If successful, the Cambridge Street project could spark other developers to start looking for sites, including the four gas stations on San Bruno Avenue, a bustling strip of dim sum restaurants, ramen joints, banh mi spots, produce markets and pupusa eateries, according to Todd David, executive director of the Housing Action Coalition.
“It’s a vibrant commercial corridor and an outstanding location for multifamily housing,” said David. “Clearly it’s a neighborhood people want to live in. We want to ensure that we are providing housing options for new residents; otherwise we will see increasing displacement pressures on the existing community.”
The Portola — the neighborhood is ringed by the Bayshore Freeway section of Highway 101 to the east, Interstate 280 to the north, and McLaren Park to the west and part of the south — is one of the city’s most diverse, with a population that is 55% Asian and 26% Latino.
The pandemic has been a mixed bag for San Bruno Avenue, which runs through the district along Highway 101, according to Alex Hobbs, a board member of the Portola Neighborhood Association. Some of the produce markets and restaurants have thrived as more residents were working from home and spending more locally. But two of San Bruno’s celebrated newer businesses — FDR Brewery and Churn Urban Creamery — did not survive.

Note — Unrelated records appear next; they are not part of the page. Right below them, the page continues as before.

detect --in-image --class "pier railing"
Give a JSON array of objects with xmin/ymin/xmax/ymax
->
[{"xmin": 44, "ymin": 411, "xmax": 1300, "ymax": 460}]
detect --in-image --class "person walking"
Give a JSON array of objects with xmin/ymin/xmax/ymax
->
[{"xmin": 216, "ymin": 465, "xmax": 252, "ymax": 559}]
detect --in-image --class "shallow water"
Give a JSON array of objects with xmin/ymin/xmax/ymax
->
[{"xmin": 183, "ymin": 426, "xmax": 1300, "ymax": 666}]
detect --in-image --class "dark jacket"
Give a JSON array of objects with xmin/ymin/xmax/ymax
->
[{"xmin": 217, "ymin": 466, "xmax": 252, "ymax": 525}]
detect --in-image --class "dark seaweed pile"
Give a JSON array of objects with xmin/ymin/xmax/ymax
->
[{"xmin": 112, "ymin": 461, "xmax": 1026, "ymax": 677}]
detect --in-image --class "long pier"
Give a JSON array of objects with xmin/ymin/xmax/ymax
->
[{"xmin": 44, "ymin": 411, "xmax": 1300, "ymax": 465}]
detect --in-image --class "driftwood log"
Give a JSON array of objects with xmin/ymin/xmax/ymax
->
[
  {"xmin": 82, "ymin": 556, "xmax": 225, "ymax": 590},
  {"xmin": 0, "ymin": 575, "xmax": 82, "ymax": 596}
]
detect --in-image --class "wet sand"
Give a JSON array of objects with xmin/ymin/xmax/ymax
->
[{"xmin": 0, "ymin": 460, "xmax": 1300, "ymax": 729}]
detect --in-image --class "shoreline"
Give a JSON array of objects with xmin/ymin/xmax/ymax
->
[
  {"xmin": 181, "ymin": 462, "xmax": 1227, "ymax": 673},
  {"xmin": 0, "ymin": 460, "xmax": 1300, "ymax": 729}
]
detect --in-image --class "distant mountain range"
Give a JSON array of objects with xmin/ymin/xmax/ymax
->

While the added housing density is welcome, Hobbs said, the units may be too far up the hills to have much impact on San Bruno’s merchants.
“What we really need is more housing on San Bruno,” he said. “I’d be in favor of upzoning it if that is what it would take.”
Buyers Justin Bishop and Jason Owyong were attracted to Lofton at Portola for its mix of urban amenities and open space. The couple, who work in Mountain View, had lived in a SoMa high-rise before buying a condo in a 74-unit building in Belmont. They missed the city but wanted a place for their dogs, Ollie and Louie. They like being a few blocks from McLaren Park, and as a native of Singapore, Owyong was attracted to San Bruno’s Asian restaurants and grocery stores.
“We like the vibe on San Bruno,” said Bishop.
Jeff Frankel, division president of Tri Pointe Homes Bay Area, said he would continue to look for sites in the Portola. “It is really tough to find infill opportunities the size of Lofton in established neighborhoods.”